Though Aldrich has been doing this since he was a teen, his is not some cushy seniority post. He has to qualify for the panel every four months.
To do that, NASA puts Aldrich and other volunteers through what is known as a 10-bottle test. They have to identify seven smells, and then point out the three bottles that have no smell. “As we age, eyesight is not always the first thing to go,” Aldrich says. “The day I go up there and can’t pass that 10-bottle test is the day that they’re going to retire me from the odor panel.”
The seven smells in the test are what are often known as “primary” smells.
“You want me to name them for you?” Aldrich says. “Musky, minty, floral, etherous, camphoraceous, pungent and putrid. I still got it.”
Aldrich does not, it should be pointed out, have a particularly prominent nose. “Size,” he insists, “don’t matter.” He’s generally unbothered by allergies, which he credits with helping his sense of smell. But he also constantly tests himself, often following a smell through a hallway to try to identify it and its source. “I always stay in tune to odors,” he says.

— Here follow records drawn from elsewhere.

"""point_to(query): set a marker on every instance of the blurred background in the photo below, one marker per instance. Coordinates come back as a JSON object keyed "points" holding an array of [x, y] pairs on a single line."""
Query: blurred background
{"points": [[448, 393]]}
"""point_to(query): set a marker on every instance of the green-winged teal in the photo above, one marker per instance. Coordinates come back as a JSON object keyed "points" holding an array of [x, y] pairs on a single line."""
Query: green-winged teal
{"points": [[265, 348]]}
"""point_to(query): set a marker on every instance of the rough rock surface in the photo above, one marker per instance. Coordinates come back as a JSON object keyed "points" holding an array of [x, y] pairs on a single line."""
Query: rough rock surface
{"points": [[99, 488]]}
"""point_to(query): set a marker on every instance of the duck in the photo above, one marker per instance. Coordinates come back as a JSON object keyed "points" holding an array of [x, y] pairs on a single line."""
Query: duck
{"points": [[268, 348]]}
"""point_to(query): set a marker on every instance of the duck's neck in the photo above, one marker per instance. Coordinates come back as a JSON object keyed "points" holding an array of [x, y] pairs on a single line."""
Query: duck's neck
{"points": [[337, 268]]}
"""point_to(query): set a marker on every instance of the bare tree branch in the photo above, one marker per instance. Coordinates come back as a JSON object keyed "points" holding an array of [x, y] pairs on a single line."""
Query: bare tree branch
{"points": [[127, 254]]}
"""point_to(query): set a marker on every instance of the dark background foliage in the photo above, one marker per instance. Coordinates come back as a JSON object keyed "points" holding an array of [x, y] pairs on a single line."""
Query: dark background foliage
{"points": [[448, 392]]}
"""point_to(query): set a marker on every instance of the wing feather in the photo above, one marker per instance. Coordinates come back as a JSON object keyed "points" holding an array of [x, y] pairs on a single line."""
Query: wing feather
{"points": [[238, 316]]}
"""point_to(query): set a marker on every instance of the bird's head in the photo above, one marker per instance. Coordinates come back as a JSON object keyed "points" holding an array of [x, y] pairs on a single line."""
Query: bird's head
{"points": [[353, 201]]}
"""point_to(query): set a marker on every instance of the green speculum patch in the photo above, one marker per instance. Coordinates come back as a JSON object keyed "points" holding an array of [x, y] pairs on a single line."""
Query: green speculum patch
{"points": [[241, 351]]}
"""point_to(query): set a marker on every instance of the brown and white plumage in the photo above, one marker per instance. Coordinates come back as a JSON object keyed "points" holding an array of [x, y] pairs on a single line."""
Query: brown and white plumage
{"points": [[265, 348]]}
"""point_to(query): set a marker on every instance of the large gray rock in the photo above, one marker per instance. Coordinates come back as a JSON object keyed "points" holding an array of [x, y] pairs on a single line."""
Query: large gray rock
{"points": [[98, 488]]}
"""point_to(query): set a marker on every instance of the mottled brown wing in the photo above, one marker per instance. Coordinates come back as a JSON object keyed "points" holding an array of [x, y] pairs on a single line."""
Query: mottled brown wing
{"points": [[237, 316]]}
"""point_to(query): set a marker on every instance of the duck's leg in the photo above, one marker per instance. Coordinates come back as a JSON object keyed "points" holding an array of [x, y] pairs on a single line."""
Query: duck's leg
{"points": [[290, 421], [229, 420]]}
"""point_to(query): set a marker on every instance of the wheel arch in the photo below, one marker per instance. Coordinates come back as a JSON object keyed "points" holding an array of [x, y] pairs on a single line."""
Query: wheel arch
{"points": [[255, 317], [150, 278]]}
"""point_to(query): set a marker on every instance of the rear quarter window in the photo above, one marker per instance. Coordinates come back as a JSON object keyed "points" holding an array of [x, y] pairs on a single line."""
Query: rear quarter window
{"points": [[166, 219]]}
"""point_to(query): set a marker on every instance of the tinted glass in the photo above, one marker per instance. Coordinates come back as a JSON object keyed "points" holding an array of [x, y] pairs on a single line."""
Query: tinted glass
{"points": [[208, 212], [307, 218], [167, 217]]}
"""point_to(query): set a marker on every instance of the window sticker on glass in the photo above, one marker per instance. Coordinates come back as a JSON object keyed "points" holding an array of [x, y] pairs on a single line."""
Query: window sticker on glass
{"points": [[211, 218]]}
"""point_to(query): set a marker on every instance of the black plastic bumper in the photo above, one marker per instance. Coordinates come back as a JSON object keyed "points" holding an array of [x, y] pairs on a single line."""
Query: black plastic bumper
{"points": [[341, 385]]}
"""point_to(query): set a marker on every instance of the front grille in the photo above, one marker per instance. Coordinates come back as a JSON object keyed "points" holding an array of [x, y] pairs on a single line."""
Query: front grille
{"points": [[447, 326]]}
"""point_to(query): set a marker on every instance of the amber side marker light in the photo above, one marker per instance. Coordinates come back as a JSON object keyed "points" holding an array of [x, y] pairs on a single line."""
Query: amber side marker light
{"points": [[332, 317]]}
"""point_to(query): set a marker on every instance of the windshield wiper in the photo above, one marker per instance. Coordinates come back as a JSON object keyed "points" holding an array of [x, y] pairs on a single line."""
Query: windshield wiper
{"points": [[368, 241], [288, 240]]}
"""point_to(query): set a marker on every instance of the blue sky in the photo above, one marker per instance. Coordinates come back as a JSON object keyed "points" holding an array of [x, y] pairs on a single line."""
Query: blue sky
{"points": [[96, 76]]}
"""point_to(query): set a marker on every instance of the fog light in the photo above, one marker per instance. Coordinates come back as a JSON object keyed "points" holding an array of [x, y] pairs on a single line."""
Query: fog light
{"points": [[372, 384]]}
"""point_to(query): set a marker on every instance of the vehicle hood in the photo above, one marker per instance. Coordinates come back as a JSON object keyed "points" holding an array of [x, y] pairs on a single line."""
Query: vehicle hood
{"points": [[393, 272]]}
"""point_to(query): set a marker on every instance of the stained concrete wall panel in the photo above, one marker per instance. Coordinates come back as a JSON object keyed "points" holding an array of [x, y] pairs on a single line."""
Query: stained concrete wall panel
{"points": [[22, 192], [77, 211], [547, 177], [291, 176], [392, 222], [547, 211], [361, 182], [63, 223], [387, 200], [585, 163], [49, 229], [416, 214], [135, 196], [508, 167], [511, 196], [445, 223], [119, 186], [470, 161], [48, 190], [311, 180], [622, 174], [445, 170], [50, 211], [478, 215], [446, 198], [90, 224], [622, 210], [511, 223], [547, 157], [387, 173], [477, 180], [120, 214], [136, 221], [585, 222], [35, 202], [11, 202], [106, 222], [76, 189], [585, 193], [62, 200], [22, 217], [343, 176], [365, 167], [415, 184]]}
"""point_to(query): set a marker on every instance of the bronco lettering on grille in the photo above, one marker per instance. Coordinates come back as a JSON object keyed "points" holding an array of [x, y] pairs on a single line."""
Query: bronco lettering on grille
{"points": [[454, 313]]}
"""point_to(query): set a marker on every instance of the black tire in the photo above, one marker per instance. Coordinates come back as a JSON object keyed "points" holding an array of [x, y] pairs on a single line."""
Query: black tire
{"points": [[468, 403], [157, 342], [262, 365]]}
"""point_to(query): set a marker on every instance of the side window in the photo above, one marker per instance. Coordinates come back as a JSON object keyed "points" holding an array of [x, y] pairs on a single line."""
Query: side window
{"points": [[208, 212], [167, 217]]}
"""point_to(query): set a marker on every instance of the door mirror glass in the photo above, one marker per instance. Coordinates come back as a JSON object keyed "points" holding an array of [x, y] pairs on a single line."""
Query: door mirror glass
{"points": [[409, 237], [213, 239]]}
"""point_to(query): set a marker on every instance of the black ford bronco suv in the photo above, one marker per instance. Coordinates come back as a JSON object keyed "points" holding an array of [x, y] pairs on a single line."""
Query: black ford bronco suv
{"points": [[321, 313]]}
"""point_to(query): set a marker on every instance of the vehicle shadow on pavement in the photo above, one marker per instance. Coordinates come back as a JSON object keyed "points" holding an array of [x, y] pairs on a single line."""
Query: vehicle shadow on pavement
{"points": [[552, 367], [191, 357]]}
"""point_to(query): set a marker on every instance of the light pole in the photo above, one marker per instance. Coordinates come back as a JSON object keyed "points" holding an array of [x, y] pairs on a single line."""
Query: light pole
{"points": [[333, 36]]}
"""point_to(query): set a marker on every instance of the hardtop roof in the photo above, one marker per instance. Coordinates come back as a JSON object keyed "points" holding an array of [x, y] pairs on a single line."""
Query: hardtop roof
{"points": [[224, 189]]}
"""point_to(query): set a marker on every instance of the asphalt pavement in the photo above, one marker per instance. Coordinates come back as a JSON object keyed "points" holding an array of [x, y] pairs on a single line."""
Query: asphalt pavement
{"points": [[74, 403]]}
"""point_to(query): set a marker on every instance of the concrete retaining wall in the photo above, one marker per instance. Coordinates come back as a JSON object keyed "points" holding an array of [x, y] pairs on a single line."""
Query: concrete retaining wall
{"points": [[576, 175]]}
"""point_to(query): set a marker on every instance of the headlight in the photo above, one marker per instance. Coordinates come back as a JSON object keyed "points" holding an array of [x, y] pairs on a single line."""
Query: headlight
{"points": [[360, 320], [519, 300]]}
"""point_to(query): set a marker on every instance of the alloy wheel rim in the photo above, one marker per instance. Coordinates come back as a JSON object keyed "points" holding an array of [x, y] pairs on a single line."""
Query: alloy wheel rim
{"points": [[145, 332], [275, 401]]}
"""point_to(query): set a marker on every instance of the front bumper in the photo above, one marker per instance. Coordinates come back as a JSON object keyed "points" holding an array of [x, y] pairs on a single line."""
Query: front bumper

“From my perspective,” Harper says, “I also feel that he has developed his sense of smell much like a weightlifter develops his muscles or a wine taster develops a sense of taste. He does smell so many materials, and he focuses on what those smells are like. I feel like he has been working that like a muscle and that it has become more sensitive over time.”
Aldrich was a member of the NASA fire department at White Sands when his boss told him about the odor panel. “I had no idea,” he says now. “I just thought I was doing something great for the astronauts.”
Since then, the Materials group has kept him busy, constantly giving him and the other members of the odor panel all sorts of materials to work with, including some truly awful bits (he recalls the odor given off by undoing a Velcro strap as being particularly nasty).
You’ll get no complaints from Aldrich, though. For a near half-century, he’s been proud to stick his nose in wherever he can, all in the name of science.